Dietary Intake and Risk of Incident and Recurrent Kidney Stones

Session Information

Category: Bone and Mineral Metabolism

  • 402 Bone and Mineral Metabolism: Clinical

Authors

  • Chewcharat, Api, Mayo Clinic Minnesota, Rochester, Minnesota, United States
  • Taylor, Eric N., VA Maine Healthcare System, Augusta, Maine, United States
  • Thongprayoon, Charat, Mayo Clinic Minnesota, Rochester, Minnesota, United States
  • Vaughan, Lisa E., Mayo Clinic Minnesota, Rochester, Minnesota, United States
  • Mehta, Ramila A., Mayo Clinic Minnesota, Rochester, Minnesota, United States
  • Enders, Felicity T., Mayo Clinic Minnesota, Rochester, Minnesota, United States
  • Lieske, John C., Mayo Clinic Minnesota, Rochester, Minnesota, United States
  • Rule, Andrew D., Mayo Clinic Minnesota, Rochester, Minnesota, United States
Background

Dietary factors associated with recurrent kidney stones (KS) may differ from those associated with incident KS.

Methods

We recruited adult incident symptomatic KS formers and controls from local residents surrounding the Mayo Clinics in Minnesota and Florida between 2009 and 2018. Participants were administered a Viocare Food Frequency Questionnaire, a KS survey, and completed a 24h urine chemistry evaluation at a baseline study visit. Medical records of stone formers were reviewed for symptomatic recurrence with a visually confirmed stone through May 2019. Analyses compared baseline dietary factors between incident symptomatic stone formers and controls and assessed whether these same dietary factors predicted symptomatic recurrence.

Results

There were 416 incident symptomatic KS formers (74 had a recurrence during follow-up) and 384 controls.

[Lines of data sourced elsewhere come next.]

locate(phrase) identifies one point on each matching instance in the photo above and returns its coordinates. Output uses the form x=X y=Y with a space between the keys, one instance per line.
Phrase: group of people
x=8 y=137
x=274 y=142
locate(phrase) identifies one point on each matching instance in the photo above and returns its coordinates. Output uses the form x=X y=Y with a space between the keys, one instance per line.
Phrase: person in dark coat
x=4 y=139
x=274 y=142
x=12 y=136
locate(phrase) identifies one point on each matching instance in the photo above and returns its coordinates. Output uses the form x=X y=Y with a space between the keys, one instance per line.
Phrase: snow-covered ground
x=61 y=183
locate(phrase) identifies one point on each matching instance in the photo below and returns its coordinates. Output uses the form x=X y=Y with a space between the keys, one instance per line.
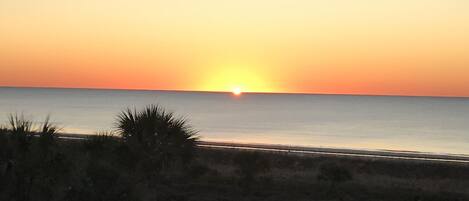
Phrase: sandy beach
x=320 y=151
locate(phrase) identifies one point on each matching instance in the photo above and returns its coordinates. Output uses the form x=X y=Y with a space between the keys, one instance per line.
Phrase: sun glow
x=237 y=91
x=236 y=79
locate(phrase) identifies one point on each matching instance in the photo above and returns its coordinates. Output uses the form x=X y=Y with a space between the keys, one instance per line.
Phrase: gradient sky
x=400 y=47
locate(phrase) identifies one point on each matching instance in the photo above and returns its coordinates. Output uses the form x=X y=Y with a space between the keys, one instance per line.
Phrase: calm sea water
x=423 y=124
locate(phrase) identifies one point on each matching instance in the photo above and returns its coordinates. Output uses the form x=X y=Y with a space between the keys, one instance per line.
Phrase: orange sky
x=401 y=47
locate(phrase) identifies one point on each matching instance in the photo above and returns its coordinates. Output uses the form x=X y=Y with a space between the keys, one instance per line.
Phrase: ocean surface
x=424 y=124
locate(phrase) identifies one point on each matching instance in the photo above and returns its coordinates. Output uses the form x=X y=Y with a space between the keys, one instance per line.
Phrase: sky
x=384 y=47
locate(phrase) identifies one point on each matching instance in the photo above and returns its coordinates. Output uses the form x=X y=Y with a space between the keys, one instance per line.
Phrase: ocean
x=423 y=124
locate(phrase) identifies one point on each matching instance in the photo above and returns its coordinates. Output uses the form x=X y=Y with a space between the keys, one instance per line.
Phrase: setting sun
x=237 y=91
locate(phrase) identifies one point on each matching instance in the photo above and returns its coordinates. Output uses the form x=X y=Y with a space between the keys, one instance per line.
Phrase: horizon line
x=229 y=92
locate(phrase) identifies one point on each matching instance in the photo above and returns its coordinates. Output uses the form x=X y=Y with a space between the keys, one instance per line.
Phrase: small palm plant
x=21 y=131
x=157 y=136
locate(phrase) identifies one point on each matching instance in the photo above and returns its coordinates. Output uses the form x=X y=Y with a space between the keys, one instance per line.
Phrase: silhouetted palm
x=157 y=135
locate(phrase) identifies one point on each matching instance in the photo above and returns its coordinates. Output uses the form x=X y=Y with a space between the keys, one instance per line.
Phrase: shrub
x=157 y=136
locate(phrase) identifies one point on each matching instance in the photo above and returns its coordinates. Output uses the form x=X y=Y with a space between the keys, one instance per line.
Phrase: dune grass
x=155 y=157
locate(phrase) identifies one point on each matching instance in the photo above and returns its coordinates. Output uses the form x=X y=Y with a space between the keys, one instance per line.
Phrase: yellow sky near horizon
x=402 y=47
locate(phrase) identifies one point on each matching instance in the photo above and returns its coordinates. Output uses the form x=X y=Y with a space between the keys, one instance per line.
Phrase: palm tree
x=157 y=136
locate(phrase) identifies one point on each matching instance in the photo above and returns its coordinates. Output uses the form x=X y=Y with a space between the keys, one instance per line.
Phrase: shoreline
x=319 y=151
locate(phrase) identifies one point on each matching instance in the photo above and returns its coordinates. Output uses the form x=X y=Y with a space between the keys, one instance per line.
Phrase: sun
x=237 y=91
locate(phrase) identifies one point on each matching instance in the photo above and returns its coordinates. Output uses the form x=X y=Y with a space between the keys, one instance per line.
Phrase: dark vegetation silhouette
x=153 y=155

Higher dietary potassium, calcium and phytate were associated with lower odds of an incident symptomatic KS adjusting for age, race, BMI, underlying diseases, family history of KS, education status, fluid and energy intake. During median follow-up time of 4.1 years, higher dietary calcium and lower oxalate intake predicted a lower risk of symptomatic KS recurrence (Hazard ratio for highest tertile vs lowest tertile = 0.53, 95%CI [0.28, 0.99] and 2.09, 95%CI [1.18, 3.69], respectively) adjusting for BMI, fluid and energy intake, and Recurrence of Kidney Stone score. (Table)

Conclusion

Certain dietary factors may differ in their association with incident and recurrent KS. In particular, dietary oxalate intake may be more important for preventing recurrence than for preventing a first KS episode.